Meatballs, one of the most common formats for ground meat, do indeed have carbs, as most recipes call for breadcrumbs or torn pieces of bread. So when it comes to meat, stick to formats you know are safe for your diet, or of course, make it yourself.


Cow's milk, the most widely available and popular milk out there, is nourishing and chock full of calcium. But just because it's essential for good growth and development doesn't mean it's safe for low-carb dieters. Dr. Catherine Metzgar, a nutrition expert, explained that, "Milk is actually relatively high in carbs, and has about 12 grams of carbs in a single cup!" That's more than you might expect, so you'll want to look for alternatives that won't wreck your diet. Metzgar suggested a couple, saying "Try putting heavy cream or coconut milk in your coffee instead."


Sushi as it's generally known and served in the United States, is fish served with nori, rice, and other ingredients depending on what you order. And it can be pretty good for you as long as you avoid the fried stuff and the mayo-based sauces. Susan Bowerman, a registered dietitian, said, "Sushi has two things going for it: It's a tasty way to get more fish in your diet, and most sushi is very low in fat, too." Plus it's delicious.

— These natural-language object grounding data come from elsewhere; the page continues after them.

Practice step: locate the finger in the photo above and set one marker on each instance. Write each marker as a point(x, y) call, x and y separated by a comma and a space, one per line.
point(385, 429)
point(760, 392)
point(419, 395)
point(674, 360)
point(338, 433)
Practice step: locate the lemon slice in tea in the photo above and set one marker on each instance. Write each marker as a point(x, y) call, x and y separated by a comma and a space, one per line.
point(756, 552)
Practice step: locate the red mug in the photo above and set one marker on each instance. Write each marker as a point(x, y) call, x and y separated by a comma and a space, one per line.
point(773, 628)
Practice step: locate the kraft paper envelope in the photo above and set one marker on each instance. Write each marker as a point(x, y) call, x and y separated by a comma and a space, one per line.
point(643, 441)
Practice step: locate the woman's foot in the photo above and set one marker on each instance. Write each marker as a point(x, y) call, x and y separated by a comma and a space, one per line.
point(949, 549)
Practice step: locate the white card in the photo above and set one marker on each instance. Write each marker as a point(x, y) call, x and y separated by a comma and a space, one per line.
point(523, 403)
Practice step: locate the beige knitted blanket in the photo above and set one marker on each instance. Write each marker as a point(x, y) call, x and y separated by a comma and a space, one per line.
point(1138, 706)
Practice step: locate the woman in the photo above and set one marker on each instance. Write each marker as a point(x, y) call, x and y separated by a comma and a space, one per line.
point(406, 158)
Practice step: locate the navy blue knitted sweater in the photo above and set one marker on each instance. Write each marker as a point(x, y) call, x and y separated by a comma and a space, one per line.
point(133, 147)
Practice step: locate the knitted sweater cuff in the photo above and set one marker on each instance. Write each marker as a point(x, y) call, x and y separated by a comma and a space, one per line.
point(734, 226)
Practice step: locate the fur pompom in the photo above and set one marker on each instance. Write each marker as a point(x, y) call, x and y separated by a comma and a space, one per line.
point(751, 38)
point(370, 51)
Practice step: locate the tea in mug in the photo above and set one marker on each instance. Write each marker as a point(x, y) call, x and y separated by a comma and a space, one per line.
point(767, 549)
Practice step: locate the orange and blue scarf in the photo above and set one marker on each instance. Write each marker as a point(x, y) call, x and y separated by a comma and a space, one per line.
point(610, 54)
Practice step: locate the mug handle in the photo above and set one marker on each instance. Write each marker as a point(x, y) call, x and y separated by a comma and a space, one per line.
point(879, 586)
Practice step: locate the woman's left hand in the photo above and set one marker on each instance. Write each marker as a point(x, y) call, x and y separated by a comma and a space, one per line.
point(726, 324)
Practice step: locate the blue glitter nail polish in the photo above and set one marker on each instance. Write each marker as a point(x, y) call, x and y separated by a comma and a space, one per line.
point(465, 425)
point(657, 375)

It is not, however, low-carb. Bowerman continued, "The white rice is a highly refined carb, and the rice used in sushi has even more carbs than 'regular' white rice." Additionally, she said the way the rice is treated can have an impact. "The rice is seasoned with vinegar, salt, and sugar, so the sugar drives the carb content even higher." Plus, Bowerman noted, even the nori has carbs. So you're better off eating sashimi — without the rice of course.